El Nasdaq y el S&P 500 aumentaron impulsados por el auge de las acciones tecnológicas, mientras que el Dow Jones Industrial Average descendió. El desempeño dividido subraya una rotación sectorial cada vez más pronunciada que ha definido el comercio en las últimas semanas, con inversores acumulando acciones de crecimiento y en gran medida ignorando los vientos macroeconómicos que suelen afectar a los sectores industriales y financieros.

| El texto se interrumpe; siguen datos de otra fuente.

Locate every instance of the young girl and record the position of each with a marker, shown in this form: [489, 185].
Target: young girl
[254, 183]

La divergencia no es sutil. El Nasdaq registró su mejor desempeño semanal desde abril durante la semana que finalizó el 8 de agosto, subiendo más del 2,6% solo en la sesión anterior. El S&P 500 aprovechó ese mismo impulso para alcanzar un récord histórico, ganando un 1,8%. El Dow, por su parte, ha tenido dificultades para seguir el ritmo, a pesar de tocar brevemente su propio récord de 53.178 tras un repunte de casi 700 puntos el 3 de agosto.
La resistencia de la tecnología, la carga del Dow
Lo que impulsa la brecha se reduce a la composición de la cartera. El Nasdaq y el S&P 500 se inclinan fuertemente hacia acciones de tecnología de gran capitalización y semiconductores, sectores que han sido potenciados por el optimismo persistente en torno a la inteligencia artificial y una serie de resultados corporativos que continúan superando las expectativas. En cambio, el Dow tiene un peso significativamente mayor en industrias, finanzas y empresas relacionadas con la energía, todas las cuales son más sensibles a las presiones macroeconómicas que actualmente agitan los mercados globales.
Entre las presiones principales: el petróleo. Los precios del crudo aumentaron un 5,1% hasta $82,13 por barril debido a la escalada de tensiones en el Medio Oriente, particularmente en torno al Estrecho de Ormuz.
El 10 de agosto, el S&P 500 bajó menos del 0,1% hasta aproximadamente 7.753, ligeramente por debajo de su cierre récord del viernes anterior. El Nasdaq descendió un 0,3% hasta 26.605. El Dow cayó unos 61 puntos, o un 0,1%, hasta 53.976.
Petróleo, geopolítica y el equilibrio
Las tensiones en el Estrecho de Ormuz, por donde pasa aproximadamente una quinta parte del suministro mundial de petróleo, han sido el catalizador principal. El optimismo en torno a una posible resolución de las tensiones en el Estrecho de Ormuz impulsó la subida de la semana pasada, lo que sugiere que cualquier desescalada podría proporcionar un impulso para el mercado en general, incluido el Dow.